Imagine my surprise (not really) when the front door was flung open and above the thunder claps and lightening strikes, the man I used to be married to bellowed for me to get my bleep outside and help him get the couch inside.

"Did I take the couch outside"?

"Sarah, I don't have time for this. It's pouring. Get down here and help me"!

"How'd you get the couch outside?"

"Richard helped me."

"Well, you'd better go get Richard to help you get it back inside."

"He's drunk."

"Then you'd better go get Richard's drunk bleep to help you, because I didn't take it out of the house, and I'm not carrying it back in."

Inevitably, I ended up carrying that ridiculously heavy thing into our apartment. I also nearly pulled my shoulder out of my socket when Drunky-Drunk dropped the top end while going up the stairs. While I haven't spoken to that man in years, I would lay money down (you know, if I weren't a good Baptist girl who doesn't ever gamble) that to this day, he would tell you that I completely overreacted, and that he still doesn't understand "what the big deal was?" I do NOT miss those days, even if they did provide for some pretty entertaining stories.

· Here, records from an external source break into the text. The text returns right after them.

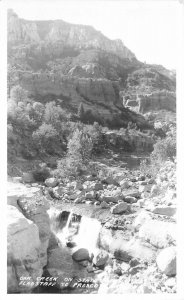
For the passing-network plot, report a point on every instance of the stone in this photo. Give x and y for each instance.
(117, 269)
(133, 193)
(104, 204)
(130, 199)
(141, 202)
(142, 217)
(90, 195)
(60, 264)
(98, 186)
(28, 177)
(155, 190)
(165, 210)
(124, 184)
(81, 254)
(73, 196)
(166, 261)
(89, 202)
(17, 179)
(78, 186)
(143, 183)
(51, 182)
(119, 208)
(157, 233)
(78, 200)
(151, 181)
(100, 258)
(109, 199)
(23, 251)
(110, 180)
(125, 266)
(170, 282)
(134, 262)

I'll take the chaos of two littles running around and exhausting their forty-something Mommy. The complete pandemonium of my man's spinal cord injury, the teenagers, the soon-to-be-graduate, the idea that I'm a Gigi. The peri-menopausal, un-medicated, ADD mess that I now embody on a daily basis is leaps and bounds ahead of where I was twenty years ago. There's been a lot of growing up, and lot of patience added (okay, well at least a little), and a whole lotta Jesus. Make no mistake, I'm still a hotbed of bedlum. Funny stories and hysterical children are absolutely an every day occurrence at the the Bye house, and I see no end in sight. In the end, though, I'll take the extra weight (to an extent, let's not get carried away...), the non-smoking, the lack of late Friday nights, because this crazy comes with Happy, Contentment, and Joy, Joy, Joy).